80-year-old Bozzetto hasn’t let his age slow him down: a volcano of ideas, he can work as a lone wolf, but he is able to come together in a creative team with all sorts of skilled talents as well. This is the secret of the good director: the ability to lead a team to a result. It takes dozens of collaborators to make an entire film for the cinemas, or a TV series, and Bozzetto knows this well. Comics can settle for a much more limited team. And it is what happened with his «graphic novel»: over 250 pages in which Bozzetto, on his first attempt at this type of narration, brought back two of his most beloved characters: Minivip and Supervip, the main characters of the 1968 feature film Vip - Mio fratello superuomo (My brother superman).

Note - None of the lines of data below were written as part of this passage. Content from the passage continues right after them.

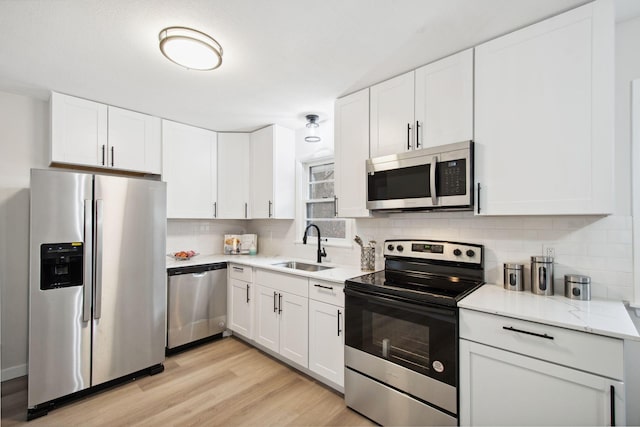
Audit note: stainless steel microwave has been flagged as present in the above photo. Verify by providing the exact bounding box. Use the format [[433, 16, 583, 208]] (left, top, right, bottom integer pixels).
[[367, 141, 473, 210]]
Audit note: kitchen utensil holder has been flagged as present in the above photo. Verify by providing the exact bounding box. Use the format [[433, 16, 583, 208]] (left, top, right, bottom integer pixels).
[[360, 246, 376, 271]]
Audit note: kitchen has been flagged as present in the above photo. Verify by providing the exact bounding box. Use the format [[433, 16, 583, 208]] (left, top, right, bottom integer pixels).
[[0, 0, 640, 426]]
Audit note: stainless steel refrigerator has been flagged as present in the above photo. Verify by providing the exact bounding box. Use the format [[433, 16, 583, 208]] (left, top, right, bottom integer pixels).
[[28, 169, 167, 418]]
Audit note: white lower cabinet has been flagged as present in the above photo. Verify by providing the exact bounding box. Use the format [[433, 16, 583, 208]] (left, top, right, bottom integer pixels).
[[459, 309, 626, 426], [227, 264, 254, 339], [255, 270, 309, 368], [460, 340, 625, 426], [309, 300, 344, 386]]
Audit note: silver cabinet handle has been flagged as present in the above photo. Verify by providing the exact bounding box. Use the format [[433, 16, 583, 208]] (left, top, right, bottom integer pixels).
[[502, 326, 553, 340], [82, 202, 92, 322], [93, 199, 104, 319], [429, 156, 438, 206], [382, 338, 391, 359]]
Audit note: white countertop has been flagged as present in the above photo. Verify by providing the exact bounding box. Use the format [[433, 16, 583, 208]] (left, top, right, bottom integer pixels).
[[167, 254, 370, 283], [458, 284, 640, 341]]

At that time, dozens of screenwriters, musicians, illustrators, animators, colourists worked alongside Bozzetto to create 79 minutes that made the history of animated cinema. Today, the comeback of these beloved characters lights up a comic story written with Grégory Panaccione: his diversified talents give new graphic power and sensational colours to Bruno’s style. Minivip & Supervip - Il mistero del Via Vai is a film on paper, a full-bodied volume put into drawings and comics, a chance to think about our times, something that Bozzetto has loved to do ever since Mr. Rossi. Earth is a combination of pollution and indifference, where everybody moves exclusively by car, and has forgotten what it means to live outdoors and enjoy what nature has to offer. Minivip is about to become a father, but Supervip has just been left by the woman he loves. After a short quarrel, Minivip and Supervip are back together once again to fight the threat of a ruthless alien monster who wants to invade our planet.

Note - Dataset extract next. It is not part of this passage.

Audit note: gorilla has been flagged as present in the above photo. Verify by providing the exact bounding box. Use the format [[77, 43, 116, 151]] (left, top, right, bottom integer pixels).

A fantastic comic strip in itself, this gem of a story becomes an opportunity to ponder on Bozzetto's own poetics: half a century ago, Vip - My brother superman had been an excuse to go on about the «state of affairs», the recent season of controversies and the social changes taking place by radically rethinking the role of the superhero. Today, Minivip & Supervip - Il mistero di Via Vai (published by Bao Publishing, 2018) focuses on a different current issue: the tendency of society to reduce themselves to small parts, resulting in the creation of ruins made of loneliness. Fortunately, a genius always carries a spare sheet of paper for any creative jet to flourish, even in a grey world disheartened by pollution.

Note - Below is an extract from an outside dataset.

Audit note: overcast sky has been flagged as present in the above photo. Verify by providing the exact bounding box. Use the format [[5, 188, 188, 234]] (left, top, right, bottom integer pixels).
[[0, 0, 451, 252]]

With his cartoons, Bozzetto was one of the most brilliant columnists of the Corriere della Sera for many years. BergamoToons is a festival for professionals and fans of the comics field, hosting workshops, screenings and conventions, where a variety of arts and crafts can meet in a celebration of the animated cinema that has always fascinated children and adults. During the festival, Nobili provoked the Master by offering him the spotless white surface of the Dress mixer to let the genius create a «flash cartoon» on the theme of «drawing water». The happy design that came out of it, the result of a cheerful creative expression, warbles with fantasy, almost animating the movable lever of the tap. A drop of genius expressed in the element of water, the perfect field for a pioneer of the storytelling with an environmental background. Bozzetto smiles: «I don't care for creative acts done with a specific purpose. It must be free, it must be an idea that comes to life. And I love simplicity».